The "80/20 rule" instructs courts to consider how much time tipped employees spend on job duties that are incidental to their tip-producing job activities. If tipped employees spend less than 80% of their time on activities that cannot generate tips, then all such untipped labor must be compensated at the regular minimum wage of $7.25 per hour, while the rest of the employee's tip-producing work can be compensated at tipped minimum wage. This rule doesn't appear in a federal law or regulation; rather, it's drawn from the United States Department of Labor's Field Handbook.

The Eighth Circuit Court of Appeal was the first appellate court to apply that 80/20 rule to a "dual jobs" case under federal minimum wage law in the 2011 case of Fast v. Applebee's. Other federal courts have applied the 80/20 rule since then. But pushback against this rule has been growing because the rule's in an agency's field handbook and wasn't passed by Congress or as part of the regulatory rulemaking process.

First, in 2017 the Ninth Circuit Court of Appeals determined in Marsh v. J. Alexander’s, LLC that the 80/20 rule had assumed the effect of an official federal regulation, which requires a lot of work and time for an agency like the Department of Labor to enact, even though the 80/20 rule had never gone through that process and was merely a rule to be used by field investigators for the Department of Labor. The final effects of that decision are on hold however. The Ninth Circuit later granted a rehearing in Marsh to take another look at whether it was right to declare the Department of Labor's 80/20 rule invalid. The Ninth Circuit has yet to issue its opinion after reconsidering the case.

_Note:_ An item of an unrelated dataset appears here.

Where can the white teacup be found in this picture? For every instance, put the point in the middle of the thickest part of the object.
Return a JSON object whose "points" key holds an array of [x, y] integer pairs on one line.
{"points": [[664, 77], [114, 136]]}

Then, on July 6, 2018, the Restaurant Law Center, a public policy affiliate of the National Restaurant Association, sued the Department of Labor and its Wage and Hour Division. The suit requests a declaration that the Department of Labor's 80/20 rule in its field handbook is unlawful and invalid. The suit challenges the Department of Labor's decision to implement the rule through its field handbook, rather than through the lengthy and complicated process required for adopting agency rules and making them an official federal regulation.

We'll continue monitoring these developments. If the Ninth Circuit stands on its decision that the Department of Labor's 80/20 rule is invalid and unenforceable, or if the Restaurant Law Center's suit results in a decision invalidating the 80/20 rule, we'll have what's called a "circuit split" among various federal appellate jurisdictions on an issue that has generated many class actions since 2011. Such a situation will increase the likelihood that the United States Supreme Court will review one of these 80/20 cases and definitively rule on whether the Department of Labor's 80/20 standard has any force of law or should be ignored by federal courts.